My dear, I am consumed by love.
[completed 26 July 1994]
It is not clear to me when the reader will realize that this is speaking of copulation between a male and female spider, I would not be surprised if some would not recognize this even with the closing use of "Arachne". "leggy grace" refers to the numerous (eight) legs and the seeming grace of a spider's movement, "race" references the seeming speed of a spider's movement, the "line" is a string of a spider web, "to dine" refers to the not rare eating of male spiders by female spiders (and plays with the idea of a dinner date), "to wine I'd melt" refers to the dissolving action of spider venom, "myopic" refers to the spider's poor distance vision, "grander form" et al. refers to female spiders being larger than male spiders, "strength's near that of ten,/so then is it your heart is pure?" refers to the heroic concept of having great strength because of purity of heart and the size-related superhuman strength of spiders, and "skin is black" is another common aspect of spiders. Arachne is the name of a weaver from Greek Mythology who was turned into a spider; spiders are called arachnids.
Although more sexual and oddly sexual than usual for my writings and clearly distanced from human sexuality (not that female spiders typically eat their mates, not even Black Widow spiders), there seem to be aspects of myself included. My passivity and attraction to (honorable) sacrifice would fit aspects of the verse. The assumption that feminine beauty correlates with feminine virtue is also present in both myself and this writing.

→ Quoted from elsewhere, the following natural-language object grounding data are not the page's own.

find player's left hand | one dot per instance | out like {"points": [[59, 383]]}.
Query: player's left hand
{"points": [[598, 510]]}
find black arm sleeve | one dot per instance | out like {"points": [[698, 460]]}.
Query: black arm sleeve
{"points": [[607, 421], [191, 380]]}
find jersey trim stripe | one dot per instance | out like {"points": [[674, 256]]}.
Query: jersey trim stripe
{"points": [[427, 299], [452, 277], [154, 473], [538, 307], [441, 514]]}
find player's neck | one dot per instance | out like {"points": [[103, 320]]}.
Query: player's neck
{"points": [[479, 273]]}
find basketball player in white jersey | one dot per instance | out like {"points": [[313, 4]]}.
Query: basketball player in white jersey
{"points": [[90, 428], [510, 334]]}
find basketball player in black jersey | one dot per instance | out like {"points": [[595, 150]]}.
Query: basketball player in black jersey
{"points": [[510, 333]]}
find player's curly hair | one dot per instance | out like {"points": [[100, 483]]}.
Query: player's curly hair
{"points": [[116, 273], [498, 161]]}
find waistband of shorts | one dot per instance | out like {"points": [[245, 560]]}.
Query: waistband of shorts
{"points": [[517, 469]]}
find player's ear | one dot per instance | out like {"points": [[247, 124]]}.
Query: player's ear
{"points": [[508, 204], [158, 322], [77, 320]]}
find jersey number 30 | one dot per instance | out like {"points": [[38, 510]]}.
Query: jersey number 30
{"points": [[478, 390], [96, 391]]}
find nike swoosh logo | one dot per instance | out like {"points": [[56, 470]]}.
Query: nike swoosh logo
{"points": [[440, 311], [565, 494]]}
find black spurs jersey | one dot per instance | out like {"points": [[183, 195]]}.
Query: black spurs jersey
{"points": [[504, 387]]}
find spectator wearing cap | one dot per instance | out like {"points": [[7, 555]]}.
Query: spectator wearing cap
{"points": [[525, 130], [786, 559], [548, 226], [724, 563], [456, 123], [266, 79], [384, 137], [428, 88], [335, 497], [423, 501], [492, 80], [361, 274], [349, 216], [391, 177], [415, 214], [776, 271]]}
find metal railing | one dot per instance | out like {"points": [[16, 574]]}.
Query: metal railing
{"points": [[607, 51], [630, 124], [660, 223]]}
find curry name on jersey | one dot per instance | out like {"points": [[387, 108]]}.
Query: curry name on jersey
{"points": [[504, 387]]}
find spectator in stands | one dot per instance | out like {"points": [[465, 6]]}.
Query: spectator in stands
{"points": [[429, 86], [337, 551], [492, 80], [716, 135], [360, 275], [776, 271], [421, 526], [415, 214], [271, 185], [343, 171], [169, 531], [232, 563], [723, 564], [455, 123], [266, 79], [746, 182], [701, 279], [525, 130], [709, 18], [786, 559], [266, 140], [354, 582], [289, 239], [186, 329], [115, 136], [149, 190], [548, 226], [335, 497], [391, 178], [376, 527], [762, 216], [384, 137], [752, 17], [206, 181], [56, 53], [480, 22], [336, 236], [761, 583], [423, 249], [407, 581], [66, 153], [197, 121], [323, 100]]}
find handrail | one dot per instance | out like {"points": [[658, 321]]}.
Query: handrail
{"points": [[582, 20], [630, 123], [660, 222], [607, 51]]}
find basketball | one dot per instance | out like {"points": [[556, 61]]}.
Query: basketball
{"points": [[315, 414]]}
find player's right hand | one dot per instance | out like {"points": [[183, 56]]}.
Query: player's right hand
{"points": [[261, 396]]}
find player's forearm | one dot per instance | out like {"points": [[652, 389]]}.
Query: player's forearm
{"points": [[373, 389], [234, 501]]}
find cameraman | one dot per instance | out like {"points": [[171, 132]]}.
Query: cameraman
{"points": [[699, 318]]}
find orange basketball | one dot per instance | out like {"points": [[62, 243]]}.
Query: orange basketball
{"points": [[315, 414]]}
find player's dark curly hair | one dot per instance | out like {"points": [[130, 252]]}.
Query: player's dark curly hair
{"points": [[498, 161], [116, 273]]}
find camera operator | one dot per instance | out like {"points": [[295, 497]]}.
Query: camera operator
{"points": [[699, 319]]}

Even the durability aspect—beyond any association with power that facilitates passivity/submissiveness—may also be attractive to me (like it is to the male spider) because such reduces guilt from my inability to defend the lady, though I would seem to prefer a fantasy where the very purity/beauty of the lady provides this invulnerability ("nothing can smite thee but wondrous light").
In form, the abba rhyme scheme seems to enhance the sense of embracing and, in the last stanza, the weaker (being less proximate) and yet more final completion (from being at the end of a stanza and completing an expectation that was pending longer) of the a-a rhyme seems to present a final sigh as the male spider expires.

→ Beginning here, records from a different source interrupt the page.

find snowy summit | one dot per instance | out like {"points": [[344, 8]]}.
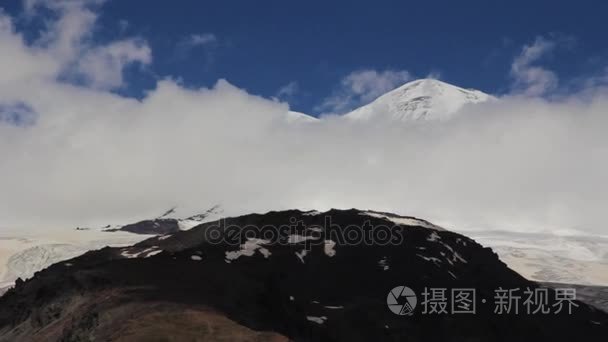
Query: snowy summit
{"points": [[424, 99]]}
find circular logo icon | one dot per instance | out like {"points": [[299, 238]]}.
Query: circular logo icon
{"points": [[402, 301]]}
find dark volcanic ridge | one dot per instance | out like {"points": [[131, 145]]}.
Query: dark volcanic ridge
{"points": [[307, 282]]}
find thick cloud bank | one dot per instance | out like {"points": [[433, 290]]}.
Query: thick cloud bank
{"points": [[77, 155]]}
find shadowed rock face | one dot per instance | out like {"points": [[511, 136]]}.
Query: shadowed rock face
{"points": [[308, 282]]}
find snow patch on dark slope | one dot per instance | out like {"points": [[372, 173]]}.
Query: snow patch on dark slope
{"points": [[304, 288], [169, 222]]}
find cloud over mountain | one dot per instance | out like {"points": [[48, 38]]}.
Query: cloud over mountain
{"points": [[92, 156]]}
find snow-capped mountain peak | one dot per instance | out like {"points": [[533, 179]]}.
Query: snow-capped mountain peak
{"points": [[424, 99]]}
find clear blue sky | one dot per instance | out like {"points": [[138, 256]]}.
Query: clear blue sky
{"points": [[264, 45]]}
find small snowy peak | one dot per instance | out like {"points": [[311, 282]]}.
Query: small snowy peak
{"points": [[425, 99], [402, 220]]}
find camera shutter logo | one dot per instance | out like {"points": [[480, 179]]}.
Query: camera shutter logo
{"points": [[402, 301]]}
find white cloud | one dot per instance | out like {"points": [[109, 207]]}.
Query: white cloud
{"points": [[102, 67], [361, 87], [533, 80], [66, 48], [93, 157]]}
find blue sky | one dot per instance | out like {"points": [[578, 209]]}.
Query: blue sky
{"points": [[264, 46]]}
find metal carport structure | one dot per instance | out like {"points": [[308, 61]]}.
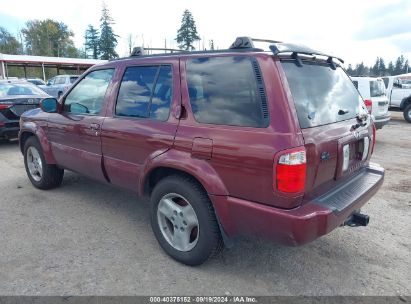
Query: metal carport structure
{"points": [[25, 61]]}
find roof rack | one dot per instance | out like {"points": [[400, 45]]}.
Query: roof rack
{"points": [[141, 51], [278, 47]]}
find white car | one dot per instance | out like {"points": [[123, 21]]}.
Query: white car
{"points": [[399, 94], [373, 92]]}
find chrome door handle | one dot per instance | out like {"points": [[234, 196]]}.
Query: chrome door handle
{"points": [[95, 127]]}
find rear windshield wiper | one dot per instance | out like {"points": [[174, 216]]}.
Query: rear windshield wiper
{"points": [[362, 121]]}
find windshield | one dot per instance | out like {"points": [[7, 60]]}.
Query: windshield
{"points": [[23, 88], [321, 95], [377, 88]]}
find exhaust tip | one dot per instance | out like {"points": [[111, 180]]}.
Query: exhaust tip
{"points": [[357, 219]]}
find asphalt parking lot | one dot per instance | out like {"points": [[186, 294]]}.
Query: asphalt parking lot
{"points": [[88, 239]]}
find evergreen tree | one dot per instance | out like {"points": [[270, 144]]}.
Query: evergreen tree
{"points": [[8, 43], [360, 69], [376, 68], [92, 42], [48, 38], [390, 69], [381, 67], [399, 65], [211, 44], [350, 70], [187, 33], [406, 67], [108, 40]]}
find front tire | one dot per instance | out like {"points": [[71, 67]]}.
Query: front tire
{"points": [[407, 113], [183, 220], [41, 175]]}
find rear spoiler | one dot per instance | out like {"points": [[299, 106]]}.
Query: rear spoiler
{"points": [[278, 48]]}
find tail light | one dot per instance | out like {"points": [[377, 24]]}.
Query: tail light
{"points": [[291, 171], [368, 104], [373, 138], [5, 105]]}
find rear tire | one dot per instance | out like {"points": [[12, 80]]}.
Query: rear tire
{"points": [[185, 224], [407, 113], [41, 174]]}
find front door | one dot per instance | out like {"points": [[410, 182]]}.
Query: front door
{"points": [[74, 133], [141, 124]]}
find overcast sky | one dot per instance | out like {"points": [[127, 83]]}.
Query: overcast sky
{"points": [[354, 30]]}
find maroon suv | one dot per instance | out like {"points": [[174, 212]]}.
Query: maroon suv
{"points": [[240, 141]]}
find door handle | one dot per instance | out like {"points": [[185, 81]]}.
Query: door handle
{"points": [[95, 127]]}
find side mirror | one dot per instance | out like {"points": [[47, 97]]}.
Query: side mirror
{"points": [[49, 105]]}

While the overall quality is not exception even by the standards of my writings, it does seem to be somewhat amusing (e.g., the play on "consumed by love") and that seems enough for a bit of light verse.
Some Words to the Bread Mold in the Kitchen
I do not mind an uninvited guest.
I share my bread with you full willingly.

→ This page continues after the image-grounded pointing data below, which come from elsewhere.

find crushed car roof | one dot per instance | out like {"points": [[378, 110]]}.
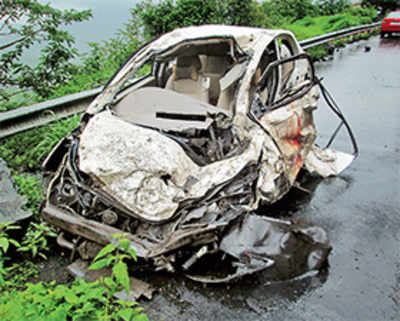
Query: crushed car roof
{"points": [[244, 36]]}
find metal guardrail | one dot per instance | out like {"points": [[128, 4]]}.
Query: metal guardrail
{"points": [[332, 36], [24, 118]]}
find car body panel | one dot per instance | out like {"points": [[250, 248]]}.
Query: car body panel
{"points": [[391, 23], [178, 171]]}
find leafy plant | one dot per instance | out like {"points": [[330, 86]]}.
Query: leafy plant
{"points": [[35, 240], [5, 239], [26, 151], [80, 301], [24, 23], [114, 254]]}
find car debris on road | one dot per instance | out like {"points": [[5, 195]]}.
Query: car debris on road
{"points": [[196, 130]]}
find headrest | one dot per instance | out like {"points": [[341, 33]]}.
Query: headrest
{"points": [[216, 65], [188, 61]]}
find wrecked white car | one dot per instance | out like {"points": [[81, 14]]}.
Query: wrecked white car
{"points": [[189, 137]]}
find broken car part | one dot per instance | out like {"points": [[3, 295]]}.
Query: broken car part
{"points": [[198, 129]]}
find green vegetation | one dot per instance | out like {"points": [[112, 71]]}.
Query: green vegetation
{"points": [[80, 300], [24, 23], [383, 5]]}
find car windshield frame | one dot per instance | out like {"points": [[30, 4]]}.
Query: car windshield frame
{"points": [[394, 15]]}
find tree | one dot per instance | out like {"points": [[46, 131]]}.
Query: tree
{"points": [[157, 19], [281, 12], [331, 7], [384, 5], [25, 23]]}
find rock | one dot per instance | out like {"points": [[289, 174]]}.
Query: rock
{"points": [[11, 203]]}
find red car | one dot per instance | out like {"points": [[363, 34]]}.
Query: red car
{"points": [[391, 23]]}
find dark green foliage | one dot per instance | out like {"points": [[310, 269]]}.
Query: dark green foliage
{"points": [[26, 151], [384, 5], [281, 12], [168, 15], [78, 301], [330, 7], [24, 23]]}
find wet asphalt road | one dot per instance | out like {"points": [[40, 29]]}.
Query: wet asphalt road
{"points": [[360, 209]]}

Yet your boorish behavior has me vexed;
so earnestly I plead that you would be
a little more mature and eat the rest
of that one piece before you start the next.
[completed 21 November 1994]
This short piece was inspired by a comment from a friend (Thomas Payerle, leading human behind the Society for the Promotion of REspect for Microorganisms). This external inspiration probably explains why it is (likely) the purest in silliness with perhaps the least of my own sentiments exposed.
The abcbac rhyming pattern, with a and c being near-rhymes, adds to the quirkiness of the verse. By almost but not fully satisfying the expected rhyming of "guest", the "vexed" is both emphasized (by the [near] rhyme) and agitated by the lack of true rhyme. The remainder of the lines end in completing rhymes perhaps providing a sense of forcefulness (matching the use of earnest pleading) and some hint of reconciliation. The weakness/inexactness of the last line's rhyme may offer a sense of concession ("I know I can't do much about your behavior") and a sense of waiting for a response (like the change of pitch at the end of a question). The merging of final consonant sounds between b (especially in the immediately preceding line) and c (from line 3) may hint at agreement, a compromise that is not ideal for either party but is satisfactory (satisfying the expected rhymes but not exactly) for both parties.